Karl Erben's grim folk 
                tales fuelled Dvořák's 
                The Spectre's Bride and 
                the late tetralogy of tone poems which 
                includes The Noonday Witch and 
                The Water Goblin. The Bouquet 
                of Flowers sets more Erben. It is 
                in two parts and eight sections. The 
                setting is highly spiced with solos 
                for the voices, unison choral textures 
                which are often folk-naïf. The 
                orchestral role includes a prominent 
                part for the solo piano. The sequence 
                runs a full three quarters of an hour 
                and is pleasing but undemanding. One 
                can imagine this as a sort of Czech 
                analogue for Vaughan Williams' First 
                Nowell though without an orator 
                or perhaps closer to VW's Folk Songs 
                of the Four Seasons. Martinů 
                even sounds like his counterpart towards 
                the end of His Kind Sweetheart 
                (tr.9). 
                Martinů this in 1937 dedicating 
                it to the painter Jan Zrzavy. It was 
                premiered on Prague Radio conducted 
                by Otakar Jeremias. The composer never 
                heard the work in any other form 
                than as a crackly radio relay. The folk 
                texts are printed in full in the booklet 
                alongside a parallel English translation. 
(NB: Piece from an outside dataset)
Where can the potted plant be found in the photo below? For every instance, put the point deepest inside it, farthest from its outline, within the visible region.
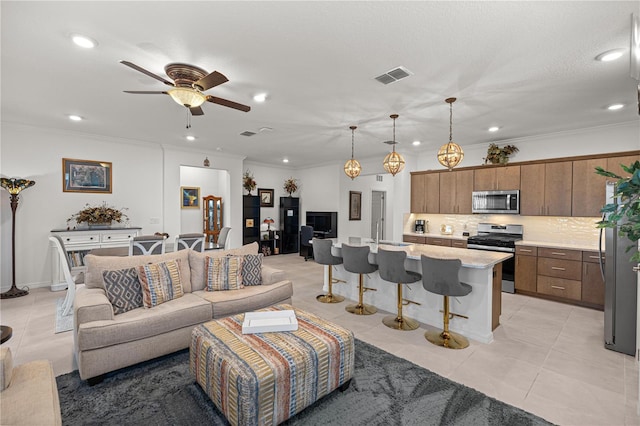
(626, 214)
(497, 155)
(98, 216)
                Folk voices were intruding into or adding 
                ruddy life to other music at the time 
                including Canteloube's Auvergne songs 
                and the various cycles by Karol Szymanowski, 
                Vitezlav Novak and Czeslaw Marek. The 
                style of these four composers Martinů 
                avoids completely. Martinů's music 
                is less synthesised or subject to impressionistic 
                treatment. The singing strings of Idyll 
                and 
                bubbling and warbling woodwind tap a 
                vein that Martinů remained in touch 
                with. This style was used all the way 
                through to the mid-late 1940s 
                when an opulent impressionism started 
                to gain the ascendancy. A Carol flies 
                along in a Carmina-like chatter 
                from the well drilled children's chorus. 
                The final movement, all 13.42 of it, 
                is Man and Death - a dialogue 
                between the rich old farmer tramping 
                among his crops in high harvest and 
                meeting Death. He argues with Death 
                with one excuse after another for being 
                spared. Finally Death loses patience 
                and shoots an arrow through his heart. 
                The sung words implore us to remember 
                that Death is 
                pitiless and to prepare for it now. 
                There is a Medieval Dürer-like grimness 
                about this. Things are not allowed to 
                end on an upbeat even if Martinů 
                does allow some contentment to soften 
                and sweeten the final pages as if a 
                Requiescat in Pace. This 
                folk sequence was last issued by Supraphon 
                on 11 1932-2901. 
              
 
              
Supraphon 
                are repackaging their Martinů Ančerl 
                legacy. Volume 34 (SU 3694-2) will give 
                us the Fifth and Sixth Symphonies along 
                with the Lidice Memorial but 
                has not been issued as yet (December 
                2003). 
              
 
              
Summary: A concerto 
                played brilliantly but overall being 
                rather severe. A disarming folk serenade 
                acting as a lode from which the style 
                of many later works was drawn.